Independent analyst for data and analytics Philip Russom PhD. offers commentary on the Gartner view of data fabric from the recent Gartner Data & Analytics Summit 2023.
I had the honor and pleasure of attending the Gartner Data & Analytics Summit, just held on March 19-22, 2023 in Orlando, Florida. It was an impressively large and well-organized event that covered most aspects of data and analytics (D&A), plus their best practices, tools, technologies, and team structures. However, in my opinion, the topic hit most often and most profoundly was the data fabric. Allow me to summarize the Gartner View of the Data Fabric, as presented at the Gartner D&A Summit 2023.
Data Fabric Gartner
Defining the Data Fabric
Data fabric has become the leading-edge paradigm for data management development, deployment, and automation.
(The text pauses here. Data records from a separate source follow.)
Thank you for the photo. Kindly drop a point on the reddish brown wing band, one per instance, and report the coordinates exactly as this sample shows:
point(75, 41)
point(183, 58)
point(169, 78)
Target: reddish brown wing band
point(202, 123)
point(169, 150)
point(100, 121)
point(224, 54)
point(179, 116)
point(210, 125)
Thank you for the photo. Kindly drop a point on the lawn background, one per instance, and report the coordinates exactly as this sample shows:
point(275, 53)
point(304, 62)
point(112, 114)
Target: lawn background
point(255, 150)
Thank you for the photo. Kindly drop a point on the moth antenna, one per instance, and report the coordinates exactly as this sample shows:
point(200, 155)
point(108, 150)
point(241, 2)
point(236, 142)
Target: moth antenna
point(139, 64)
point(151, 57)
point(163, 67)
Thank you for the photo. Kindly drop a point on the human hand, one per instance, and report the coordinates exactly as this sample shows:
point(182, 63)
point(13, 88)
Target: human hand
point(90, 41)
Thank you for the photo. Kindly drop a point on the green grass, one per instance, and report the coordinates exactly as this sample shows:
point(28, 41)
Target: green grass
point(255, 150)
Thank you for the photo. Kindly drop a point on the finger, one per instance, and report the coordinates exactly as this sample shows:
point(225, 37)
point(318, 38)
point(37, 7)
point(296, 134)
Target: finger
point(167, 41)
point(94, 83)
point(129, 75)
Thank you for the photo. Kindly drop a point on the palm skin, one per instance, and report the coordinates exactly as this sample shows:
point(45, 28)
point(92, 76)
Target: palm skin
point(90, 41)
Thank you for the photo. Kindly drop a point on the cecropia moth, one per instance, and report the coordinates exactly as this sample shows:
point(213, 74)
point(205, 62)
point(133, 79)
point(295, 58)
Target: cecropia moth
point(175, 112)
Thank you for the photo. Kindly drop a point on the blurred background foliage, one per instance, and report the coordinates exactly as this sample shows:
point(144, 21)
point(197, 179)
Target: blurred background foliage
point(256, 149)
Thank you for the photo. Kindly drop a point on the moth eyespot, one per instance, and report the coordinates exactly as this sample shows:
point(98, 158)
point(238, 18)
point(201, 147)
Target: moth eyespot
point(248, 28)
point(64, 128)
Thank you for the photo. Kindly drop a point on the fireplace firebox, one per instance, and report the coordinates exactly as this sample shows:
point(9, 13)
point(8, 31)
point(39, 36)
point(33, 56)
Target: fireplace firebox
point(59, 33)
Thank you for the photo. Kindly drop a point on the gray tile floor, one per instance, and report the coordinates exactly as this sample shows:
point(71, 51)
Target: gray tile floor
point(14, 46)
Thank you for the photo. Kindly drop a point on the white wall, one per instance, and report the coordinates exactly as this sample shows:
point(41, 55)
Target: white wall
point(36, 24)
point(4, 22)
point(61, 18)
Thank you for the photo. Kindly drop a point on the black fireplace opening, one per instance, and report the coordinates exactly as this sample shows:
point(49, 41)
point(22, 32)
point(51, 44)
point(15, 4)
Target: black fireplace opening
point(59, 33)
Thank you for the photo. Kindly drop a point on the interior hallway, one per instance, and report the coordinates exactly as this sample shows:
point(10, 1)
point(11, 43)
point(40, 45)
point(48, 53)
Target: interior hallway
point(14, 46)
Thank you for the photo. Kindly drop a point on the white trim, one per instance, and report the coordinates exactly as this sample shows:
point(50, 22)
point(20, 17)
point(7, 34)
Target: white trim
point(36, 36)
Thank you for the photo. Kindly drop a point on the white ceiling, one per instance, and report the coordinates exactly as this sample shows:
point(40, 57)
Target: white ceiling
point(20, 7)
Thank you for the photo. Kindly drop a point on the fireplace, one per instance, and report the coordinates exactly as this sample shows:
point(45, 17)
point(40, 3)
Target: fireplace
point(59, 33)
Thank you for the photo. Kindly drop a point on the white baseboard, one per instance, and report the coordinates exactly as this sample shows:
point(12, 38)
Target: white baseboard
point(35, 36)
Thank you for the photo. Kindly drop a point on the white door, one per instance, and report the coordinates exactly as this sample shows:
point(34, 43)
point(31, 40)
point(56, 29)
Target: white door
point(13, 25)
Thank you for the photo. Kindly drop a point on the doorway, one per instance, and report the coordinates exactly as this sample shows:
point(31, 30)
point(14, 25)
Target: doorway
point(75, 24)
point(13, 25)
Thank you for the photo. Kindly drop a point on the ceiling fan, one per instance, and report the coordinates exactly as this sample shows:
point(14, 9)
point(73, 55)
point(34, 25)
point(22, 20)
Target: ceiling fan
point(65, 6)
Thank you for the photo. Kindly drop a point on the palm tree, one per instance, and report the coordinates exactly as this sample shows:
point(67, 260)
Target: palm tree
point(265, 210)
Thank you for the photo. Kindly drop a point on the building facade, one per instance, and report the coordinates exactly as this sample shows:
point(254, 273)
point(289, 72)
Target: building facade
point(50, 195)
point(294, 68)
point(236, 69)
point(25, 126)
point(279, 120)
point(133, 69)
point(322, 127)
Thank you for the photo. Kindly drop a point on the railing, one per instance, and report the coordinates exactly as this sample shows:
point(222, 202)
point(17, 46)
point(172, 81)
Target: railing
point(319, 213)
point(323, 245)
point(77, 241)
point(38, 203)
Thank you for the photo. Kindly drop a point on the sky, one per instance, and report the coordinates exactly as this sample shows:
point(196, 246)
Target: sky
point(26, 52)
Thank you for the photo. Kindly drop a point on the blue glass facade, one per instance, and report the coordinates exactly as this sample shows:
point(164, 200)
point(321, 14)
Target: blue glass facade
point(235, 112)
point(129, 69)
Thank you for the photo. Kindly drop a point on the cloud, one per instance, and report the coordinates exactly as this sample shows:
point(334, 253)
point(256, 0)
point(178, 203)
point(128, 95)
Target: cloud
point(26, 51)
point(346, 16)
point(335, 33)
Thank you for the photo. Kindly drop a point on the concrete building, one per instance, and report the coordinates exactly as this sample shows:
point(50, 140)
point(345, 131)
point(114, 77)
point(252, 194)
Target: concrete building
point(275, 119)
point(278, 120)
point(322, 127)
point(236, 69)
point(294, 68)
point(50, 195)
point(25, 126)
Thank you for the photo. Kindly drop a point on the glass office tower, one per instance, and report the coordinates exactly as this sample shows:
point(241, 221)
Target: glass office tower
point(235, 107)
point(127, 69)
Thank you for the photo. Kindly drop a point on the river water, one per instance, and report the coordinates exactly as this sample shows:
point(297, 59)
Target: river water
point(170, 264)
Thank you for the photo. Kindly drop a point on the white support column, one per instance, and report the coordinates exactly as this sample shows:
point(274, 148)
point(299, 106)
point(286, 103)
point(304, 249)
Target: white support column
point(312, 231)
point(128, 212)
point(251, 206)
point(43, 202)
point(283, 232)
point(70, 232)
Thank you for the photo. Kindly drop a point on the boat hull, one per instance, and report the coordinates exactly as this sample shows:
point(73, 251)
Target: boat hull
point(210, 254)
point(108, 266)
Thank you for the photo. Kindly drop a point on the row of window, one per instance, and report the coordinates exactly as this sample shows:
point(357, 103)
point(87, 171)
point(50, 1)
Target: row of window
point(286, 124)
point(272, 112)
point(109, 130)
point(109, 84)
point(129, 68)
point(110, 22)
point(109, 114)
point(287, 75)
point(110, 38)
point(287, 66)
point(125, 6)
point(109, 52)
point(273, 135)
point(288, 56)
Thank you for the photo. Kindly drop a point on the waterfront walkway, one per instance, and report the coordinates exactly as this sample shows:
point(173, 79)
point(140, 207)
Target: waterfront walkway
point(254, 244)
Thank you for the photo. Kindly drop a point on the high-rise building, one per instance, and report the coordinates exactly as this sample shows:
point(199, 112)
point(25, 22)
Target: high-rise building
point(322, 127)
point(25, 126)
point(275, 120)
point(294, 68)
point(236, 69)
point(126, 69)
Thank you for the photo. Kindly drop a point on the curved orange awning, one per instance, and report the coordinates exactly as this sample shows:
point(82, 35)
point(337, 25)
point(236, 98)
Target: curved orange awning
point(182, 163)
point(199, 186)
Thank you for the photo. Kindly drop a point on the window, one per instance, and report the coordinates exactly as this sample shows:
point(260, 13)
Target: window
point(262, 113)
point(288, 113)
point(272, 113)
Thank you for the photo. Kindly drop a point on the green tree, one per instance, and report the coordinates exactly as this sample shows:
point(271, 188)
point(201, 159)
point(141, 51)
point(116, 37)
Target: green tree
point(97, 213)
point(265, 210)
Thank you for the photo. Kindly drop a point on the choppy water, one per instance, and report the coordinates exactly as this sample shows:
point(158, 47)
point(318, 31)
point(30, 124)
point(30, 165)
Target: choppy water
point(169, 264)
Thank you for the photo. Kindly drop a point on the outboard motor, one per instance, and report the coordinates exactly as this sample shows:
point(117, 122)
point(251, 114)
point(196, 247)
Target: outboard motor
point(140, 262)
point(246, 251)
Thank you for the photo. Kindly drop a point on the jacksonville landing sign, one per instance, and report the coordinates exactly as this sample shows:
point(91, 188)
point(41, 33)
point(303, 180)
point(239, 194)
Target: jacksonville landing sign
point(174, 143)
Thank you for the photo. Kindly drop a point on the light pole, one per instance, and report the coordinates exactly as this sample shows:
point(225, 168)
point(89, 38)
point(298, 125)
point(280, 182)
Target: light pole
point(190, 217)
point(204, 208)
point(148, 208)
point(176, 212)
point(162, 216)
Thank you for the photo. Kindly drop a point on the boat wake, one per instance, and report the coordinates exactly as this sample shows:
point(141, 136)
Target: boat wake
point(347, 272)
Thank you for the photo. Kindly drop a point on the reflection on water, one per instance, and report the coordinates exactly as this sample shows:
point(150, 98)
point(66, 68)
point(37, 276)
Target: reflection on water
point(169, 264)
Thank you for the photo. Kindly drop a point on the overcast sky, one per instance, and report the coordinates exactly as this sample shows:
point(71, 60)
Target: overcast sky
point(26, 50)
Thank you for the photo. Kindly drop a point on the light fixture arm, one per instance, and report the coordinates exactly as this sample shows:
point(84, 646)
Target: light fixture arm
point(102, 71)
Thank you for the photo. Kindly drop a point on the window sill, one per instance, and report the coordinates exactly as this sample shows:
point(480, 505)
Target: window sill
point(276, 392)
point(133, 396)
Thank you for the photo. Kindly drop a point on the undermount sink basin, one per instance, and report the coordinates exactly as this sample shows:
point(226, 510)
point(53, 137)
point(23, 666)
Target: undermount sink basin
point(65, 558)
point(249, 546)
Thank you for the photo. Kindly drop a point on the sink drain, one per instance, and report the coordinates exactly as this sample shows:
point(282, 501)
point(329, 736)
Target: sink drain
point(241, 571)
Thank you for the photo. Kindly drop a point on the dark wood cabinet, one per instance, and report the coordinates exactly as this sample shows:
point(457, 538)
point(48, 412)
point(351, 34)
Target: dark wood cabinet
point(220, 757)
Without a fabric, organizations struggle with data availability and access, data standards, governance, data engineer productivity, and time to use for analytics and other data products.
Industry analysts at Garter define the data fabric as an architecture and set of best practices for unifying and governing multiple data management disciplines, including data integration, quality, active metadata, master data, pipelines, catalogs, orchestration, analytics, DataOps, and much more. “Unified” means that the diverse tools of a data fabric must interoperate deeply, in both development and production; unification and interoperability for the data fabric tool portfolio may be achieved via a common graphical user interface (GUI), application programming interfaces (APIs), data standards, user methods, shared data products and objects, and shared metadata and other semantics.
To achieve the scale, agility, and productivity required for a production data fabric, the tools used should ideally support automation, ranging from old-fashioned business rules to cutting-edge smart algorithms (perhaps based on machine learning) that recommend or automatically perform data engineering actions. Other data fabric capabilities either required or recommended by Gartner analysts include intelligent orchestration, composable architecture, data catalogs, and knowledge graph databases and analytics (to represent and analyze data objects collected via active metadata).
The data fabric capabilities mentioned above are numerous. Many are advanced (e.g., knowledge graphs, automation via machine learning) or in a rudimentary state of evolution (active metadata, DataOps). For these reasons, many data management professionals and other technical users find the Gartner definition of the data fabric to be quite challenging to understand and implement.
Hence, most data and analytics leaders don’t know where to begin when designing and deploying a data fabric. Likewise, it is not obvious how to extend existing data management solutions to evolve into a data fabric. Luckily, the Gartner D&A Summit 2023 included some sessions that provided clear explanations of the data fabric and its key component called active metadata, plus how to approach the implementation of these. I will now summarize those sessions.
The “Practical” Data Fabric
One of the most useful sessions I attended at the Gartner D&A Summit was “The Practical Data Fabric — How to Architect the Next Generation Data Management Design,” presented by Ehtisham Zaidi, VP Analyst at Gartner Inc. The presenter made the data fabric more understandable, and he stressed the benefits of the fabric.
For example, the data fabric offers something for everyone:
- Business users can quickly find, integrate, analyze, and share data, even in a self-service mode.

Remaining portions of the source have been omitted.